Miller, Harvard guard: "I was interviewing for my residency at Stanford, and the doctor that was doing the interview came in and said, 'I know who you are. How dare you?' I didn't have any idea what was going on. I was appalled, and then he cracked up laughing and said, 'I was at that game. I know you made the shot.' And the entire interview basically became about basketball."
Delaney-Smith, Harvard coach: "Stanford fans are very loyal and die-hard. But one of them was very angry with me. She said, 'You know you wouldn't have won if we didn't have the injuries.' And it makes me giggle."
Flores, Stanford guard: "I've been coaching at Princeton for eight years and at Yale for two years before that. At Harvard, they have this display case that basically chronicled that game. And it was there every time I walked in. I'm not bitter, and it doesn't upset me. But it gets brought up every year. And you know exactly when it comes up because people start sending me texts with screen shots."

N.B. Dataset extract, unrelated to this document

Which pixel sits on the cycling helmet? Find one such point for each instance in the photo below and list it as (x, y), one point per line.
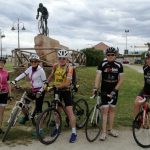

Miller, Harvard guard: "Every year, I get so nervous watching the first round of the men's tournament. I don't want to see a No. 16 beat a 1. I want it to be only us forever."
Harvard's magic ran out in the second round of the tournament. Starting center Rose Janowski missed the game with an illness, and the Crimson fell 82-64 to a hot-shooting Arkansas team. The ninth-seeded Razorbacks, under head coach Gary Blair (now at Texas A&M), reached the Final Four in Kansas City that season and became the lowest seed in tournament history to reach the national semifinals. Harvard remains the only Ivy League team to win a game in the NCAA tournament.